By dividing our documents into smaller chunks and storing these in shards that are distributed across nodes, we were able to store 600K documents. We accomplished all of this despite the fact that we do not have a single node that can store all that data! That is the beauty of sharding!
Sharding empowers Elasticsearch to adapt to support an increasing amount of data or demands placed on it.
So if our food truck app took off and we have a user base growing at a breakneck speed, we do not have to worry about increased data coming in. We can simply add more nodes and change the number of shards for whatever index you are working with!
What is replication?
Our food truck app is gaining some serious momentum. To our horror, one of the nodes goes down, taking its data down them into the dark abyss.
Can you imagine what a nightmare this would be if we had no back up mechanism to deal with something like this?
Thank goodness we have replication!
Replication creates copies of shards and keeps the copies in different nodes. If a node goes down, the copies stored in other nodes would step up to the plate and serve requests like nothing happened.
Elasticsearch automatically replicates shards without us having to configure anything. It creates a copy(replica shard) of each shard within the index.
Remember how we created an index called food_trucks earlier? Let's use Kibana to get more info about our index.
Go to the Dev Tool and run the following query.
GET /_cat/indices?v
If you look at the column, you will column pri and rep(red box). These stand for primary shard(pri) and replica shard(rep).
Let's examine the index food_trucks highlighted with a green box.
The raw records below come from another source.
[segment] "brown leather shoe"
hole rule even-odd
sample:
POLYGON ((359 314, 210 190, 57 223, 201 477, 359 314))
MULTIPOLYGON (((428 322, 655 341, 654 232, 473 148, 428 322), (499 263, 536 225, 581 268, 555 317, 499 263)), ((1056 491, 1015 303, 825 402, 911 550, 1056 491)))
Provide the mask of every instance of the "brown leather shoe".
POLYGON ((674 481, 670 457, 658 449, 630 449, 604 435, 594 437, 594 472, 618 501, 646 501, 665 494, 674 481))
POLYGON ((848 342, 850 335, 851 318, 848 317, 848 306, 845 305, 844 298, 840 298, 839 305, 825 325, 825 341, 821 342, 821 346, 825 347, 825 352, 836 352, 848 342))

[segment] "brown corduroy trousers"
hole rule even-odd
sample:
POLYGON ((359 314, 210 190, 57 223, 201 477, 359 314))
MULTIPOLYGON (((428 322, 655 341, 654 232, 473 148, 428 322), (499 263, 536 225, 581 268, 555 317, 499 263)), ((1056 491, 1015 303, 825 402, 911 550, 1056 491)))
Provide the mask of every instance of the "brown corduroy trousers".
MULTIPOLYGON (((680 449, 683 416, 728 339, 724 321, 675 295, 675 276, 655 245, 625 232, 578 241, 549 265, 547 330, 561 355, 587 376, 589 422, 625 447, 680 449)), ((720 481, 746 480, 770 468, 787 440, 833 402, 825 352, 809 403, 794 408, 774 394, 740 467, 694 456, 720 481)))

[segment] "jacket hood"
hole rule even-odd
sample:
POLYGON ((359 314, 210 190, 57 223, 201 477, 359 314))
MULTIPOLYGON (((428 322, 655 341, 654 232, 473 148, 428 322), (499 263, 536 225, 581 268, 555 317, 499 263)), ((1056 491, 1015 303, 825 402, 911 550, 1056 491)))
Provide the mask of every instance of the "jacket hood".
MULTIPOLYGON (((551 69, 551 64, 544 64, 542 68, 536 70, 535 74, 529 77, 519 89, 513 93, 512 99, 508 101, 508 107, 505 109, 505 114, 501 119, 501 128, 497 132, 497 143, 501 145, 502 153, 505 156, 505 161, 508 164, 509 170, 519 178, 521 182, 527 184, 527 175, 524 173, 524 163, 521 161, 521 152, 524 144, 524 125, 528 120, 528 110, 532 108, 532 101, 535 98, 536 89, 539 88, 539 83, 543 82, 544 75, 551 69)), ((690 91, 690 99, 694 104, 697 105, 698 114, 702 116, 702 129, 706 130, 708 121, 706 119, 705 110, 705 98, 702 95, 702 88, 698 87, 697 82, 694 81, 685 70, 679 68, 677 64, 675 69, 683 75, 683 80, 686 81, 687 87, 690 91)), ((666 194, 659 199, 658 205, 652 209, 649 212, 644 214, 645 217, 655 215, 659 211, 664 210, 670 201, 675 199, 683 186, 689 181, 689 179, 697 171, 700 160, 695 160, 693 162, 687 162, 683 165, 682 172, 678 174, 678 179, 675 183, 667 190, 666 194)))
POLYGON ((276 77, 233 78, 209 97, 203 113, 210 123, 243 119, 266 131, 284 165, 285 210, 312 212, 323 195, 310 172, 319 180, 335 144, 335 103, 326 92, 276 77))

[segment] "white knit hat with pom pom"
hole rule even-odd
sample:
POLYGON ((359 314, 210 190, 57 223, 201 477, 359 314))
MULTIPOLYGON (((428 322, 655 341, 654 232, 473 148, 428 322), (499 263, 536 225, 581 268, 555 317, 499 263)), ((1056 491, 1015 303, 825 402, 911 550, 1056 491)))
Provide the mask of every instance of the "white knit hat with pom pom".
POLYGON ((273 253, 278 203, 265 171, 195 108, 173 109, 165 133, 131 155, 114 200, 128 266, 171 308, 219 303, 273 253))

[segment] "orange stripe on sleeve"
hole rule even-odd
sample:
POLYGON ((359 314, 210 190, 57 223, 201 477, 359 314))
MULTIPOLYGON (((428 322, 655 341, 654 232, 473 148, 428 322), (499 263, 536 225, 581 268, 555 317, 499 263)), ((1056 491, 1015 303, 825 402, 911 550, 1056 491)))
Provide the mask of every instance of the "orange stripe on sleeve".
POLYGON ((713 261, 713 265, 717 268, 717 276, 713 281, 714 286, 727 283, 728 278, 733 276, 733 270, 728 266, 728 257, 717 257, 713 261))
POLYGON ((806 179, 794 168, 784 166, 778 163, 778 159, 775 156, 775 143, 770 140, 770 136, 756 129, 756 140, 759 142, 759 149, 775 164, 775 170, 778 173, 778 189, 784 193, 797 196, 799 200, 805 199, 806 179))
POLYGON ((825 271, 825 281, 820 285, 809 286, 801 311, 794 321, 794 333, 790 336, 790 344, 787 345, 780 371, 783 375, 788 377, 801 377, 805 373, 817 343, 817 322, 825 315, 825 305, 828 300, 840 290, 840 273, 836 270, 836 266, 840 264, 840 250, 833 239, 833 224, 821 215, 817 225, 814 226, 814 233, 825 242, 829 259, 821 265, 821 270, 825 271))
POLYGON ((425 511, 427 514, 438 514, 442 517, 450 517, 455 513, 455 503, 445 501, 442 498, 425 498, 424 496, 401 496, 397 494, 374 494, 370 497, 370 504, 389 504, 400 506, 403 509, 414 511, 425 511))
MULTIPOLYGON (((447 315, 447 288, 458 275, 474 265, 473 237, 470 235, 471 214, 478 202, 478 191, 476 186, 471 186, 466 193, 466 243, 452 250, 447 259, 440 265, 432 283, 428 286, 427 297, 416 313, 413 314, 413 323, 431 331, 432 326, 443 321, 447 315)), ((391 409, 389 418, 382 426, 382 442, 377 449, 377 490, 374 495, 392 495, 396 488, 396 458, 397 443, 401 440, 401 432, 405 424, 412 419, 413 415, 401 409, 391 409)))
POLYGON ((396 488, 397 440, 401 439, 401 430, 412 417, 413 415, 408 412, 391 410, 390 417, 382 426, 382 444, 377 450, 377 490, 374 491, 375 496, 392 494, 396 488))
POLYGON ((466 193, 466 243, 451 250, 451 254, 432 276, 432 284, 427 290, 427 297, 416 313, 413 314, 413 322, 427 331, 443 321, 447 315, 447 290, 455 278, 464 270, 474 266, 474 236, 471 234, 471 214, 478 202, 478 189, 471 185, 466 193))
You will see that upon creating an index, a primary shard and replica shard have been automatically created!
Replica shard is an identical copy of the pimary shard. It functions exactly the same way as the primary shard.
As you should never put all of your eggs in one basket, Replica shards are never stored in the same node as the primary shard. The primary shards and replica shards are distributed across the nodes in a manner shown below.
Even if a node goes down, you can rest easy knowing that replica shard stored in another node will pick up the slack as if nothing had happened!
As you can see, sharding and replication contributes to Elasticsearch's scalability and reliability.
All right, we have achieved all of our end goals! You guys deserve an applause and a long break for getting this far.
Now that you have a solid grasp on important concepts of Elasticsearch, you are now ready to explore more advanced skills like CRUD operations, mapping, analysis, and advanced queries. Go explore and see what you can do with Elasticsearch on your own!